Tributes in Memory of Professor Derrick Bell
Richard L. Revesz
Dean and Lawrence King Professor of Law
New York University School of Law
October 6, 2011
Dear Alumni and Friends,
I am writing to share with you the very sad news that Professor Derrick Bell passed away yesterday.
For more than twenty years, the Law School community has been profoundly shaped by Derrick’s unwavering passion for civil rights and community justice, and his leadership as a scholar, teacher, and activist. A devoted professor of constitutional law, Derrick instilled in his students a deep sense of professional and ethical responsibility and encouraged them to confront complex issues about race and difference.
Derrick wrote extensively about the progress of racial reform in the United States across a range of genres, from fiction to legal analysis to autobiography. He contributed key writings that helped form the critical race theory movement in the mid-seventies, and his casebook, Race, Racism and American Law is used widely in law schools across the country. He has also explored these issues as they relate to music in a book of essays and parables, and introduced the Bell Annual Gospel Choir Concert, now a long-standing and deeply moving tradition at the Law School.
In addition to his far-reaching impact as a teacher and scholar, Derrick championed the cause of civil rights outside the classroom. He leveraged his positions as the first tenured African American professor at Harvard Law School and first African American dean of the University of Oregon School of Law to challenge law schools around the country to embrace diversity in their hiring practices. After graduating from University of Pittsburgh School of Law in 1957, he worked with the Civil Rights Division of the U.S. Justice Department, the only African American among thousands of lawyers. He left after two years when the government asked him to resign his membership of the NAACP and then went on to become first assistant counsel at the NAACP Legal Defense and Educational Fund under Thurgood Marshall, supervising more than 300 school desegregation cases in Mississippi.

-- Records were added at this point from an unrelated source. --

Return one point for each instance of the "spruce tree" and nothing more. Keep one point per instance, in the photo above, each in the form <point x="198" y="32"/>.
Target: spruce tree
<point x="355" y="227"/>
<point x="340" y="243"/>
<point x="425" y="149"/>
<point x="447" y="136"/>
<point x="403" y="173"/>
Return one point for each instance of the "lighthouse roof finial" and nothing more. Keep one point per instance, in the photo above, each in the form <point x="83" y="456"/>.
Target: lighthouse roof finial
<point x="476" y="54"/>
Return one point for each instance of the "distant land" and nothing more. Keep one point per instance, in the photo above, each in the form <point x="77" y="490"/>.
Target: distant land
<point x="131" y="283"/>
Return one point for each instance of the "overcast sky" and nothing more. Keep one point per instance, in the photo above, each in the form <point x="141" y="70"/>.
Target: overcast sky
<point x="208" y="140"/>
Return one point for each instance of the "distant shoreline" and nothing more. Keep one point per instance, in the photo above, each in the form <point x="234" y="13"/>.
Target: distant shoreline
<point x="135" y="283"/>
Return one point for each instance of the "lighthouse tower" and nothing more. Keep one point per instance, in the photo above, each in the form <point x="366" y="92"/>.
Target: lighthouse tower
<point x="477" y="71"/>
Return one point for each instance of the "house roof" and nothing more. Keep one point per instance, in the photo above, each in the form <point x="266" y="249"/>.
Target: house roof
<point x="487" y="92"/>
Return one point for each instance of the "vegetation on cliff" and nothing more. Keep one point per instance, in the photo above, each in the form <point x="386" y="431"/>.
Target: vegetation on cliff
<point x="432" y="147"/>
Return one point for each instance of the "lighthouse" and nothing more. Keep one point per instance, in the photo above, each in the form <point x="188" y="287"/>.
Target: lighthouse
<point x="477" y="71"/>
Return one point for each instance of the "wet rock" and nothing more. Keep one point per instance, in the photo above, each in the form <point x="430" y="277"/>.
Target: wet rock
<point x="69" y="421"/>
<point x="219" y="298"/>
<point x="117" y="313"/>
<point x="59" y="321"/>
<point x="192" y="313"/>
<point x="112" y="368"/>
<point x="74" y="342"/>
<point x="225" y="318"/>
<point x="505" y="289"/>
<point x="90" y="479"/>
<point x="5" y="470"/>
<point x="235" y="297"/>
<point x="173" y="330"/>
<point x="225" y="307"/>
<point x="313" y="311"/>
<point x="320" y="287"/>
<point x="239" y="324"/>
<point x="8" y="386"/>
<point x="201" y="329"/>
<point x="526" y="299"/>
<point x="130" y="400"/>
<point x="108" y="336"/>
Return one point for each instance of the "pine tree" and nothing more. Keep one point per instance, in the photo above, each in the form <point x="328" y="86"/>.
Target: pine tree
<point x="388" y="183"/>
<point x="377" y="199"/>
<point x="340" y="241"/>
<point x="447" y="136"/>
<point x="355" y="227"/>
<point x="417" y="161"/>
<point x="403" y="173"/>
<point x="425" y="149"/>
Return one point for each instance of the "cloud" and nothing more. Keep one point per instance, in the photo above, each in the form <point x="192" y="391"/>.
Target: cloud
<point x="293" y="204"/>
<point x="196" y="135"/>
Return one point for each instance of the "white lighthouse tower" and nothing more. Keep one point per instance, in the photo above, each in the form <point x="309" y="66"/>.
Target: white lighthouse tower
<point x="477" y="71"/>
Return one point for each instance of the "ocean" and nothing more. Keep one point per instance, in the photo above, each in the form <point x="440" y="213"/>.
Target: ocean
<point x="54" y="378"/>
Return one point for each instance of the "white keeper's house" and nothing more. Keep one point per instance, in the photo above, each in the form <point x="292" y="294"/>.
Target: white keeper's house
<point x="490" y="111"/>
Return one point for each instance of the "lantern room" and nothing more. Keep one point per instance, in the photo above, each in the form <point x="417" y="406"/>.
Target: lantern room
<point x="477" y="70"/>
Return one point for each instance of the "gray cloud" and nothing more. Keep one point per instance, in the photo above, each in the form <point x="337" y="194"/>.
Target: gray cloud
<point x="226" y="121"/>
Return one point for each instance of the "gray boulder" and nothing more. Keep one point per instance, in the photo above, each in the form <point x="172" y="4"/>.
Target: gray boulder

Since 1995, he has enriched our intellectual community by bringing prominent scholars to the Law School for the annual Bell Lecture to discuss everything from racially tinged economics to post-racial challenges in the Obama era. His legacy will continue on November 2, when we welcome this year’s Bell lecturer, Ian Haney-López, John H. Boalt Professor of Law from the University of California Berkeley School of Law to discuss contemporary racial equality law.
On Tuesday, February 28, we will posthumously dedicate the 69th Volume of the NYU Annual Survey of American Law to Derrick. Tributes will be given by Derrick’s friends, colleagues, and peers, including NYU President John Sexton. The dedication ceremony will be held at 4:30 p.m., in Vanderbilt Hall, Greenberg Lounge, followed by a reception.
A memorial service will be held in New York City in the coming weeks. We will provide information about the date and time of the service as soon as it is available. Derrick’s wife, Janet, requests that, in lieu of flowers, contributions be made to:
Derrick Bell Lecture Fund
New York University School of Law
Office of Development and Alumni Relations
110 West 3rd Street, 2nd Floor
New York, NY 10012
Derrick was a beloved member of the NYU community who inspired countless scholars and faculty to stand up for their principles. He will be deeply missed, but his strong moral compass will continue to guide us.
His much devoted wife, Janet, and his three children, Derrick, Douglas and Carter, are in our thoughts and prayers during this very difficult time.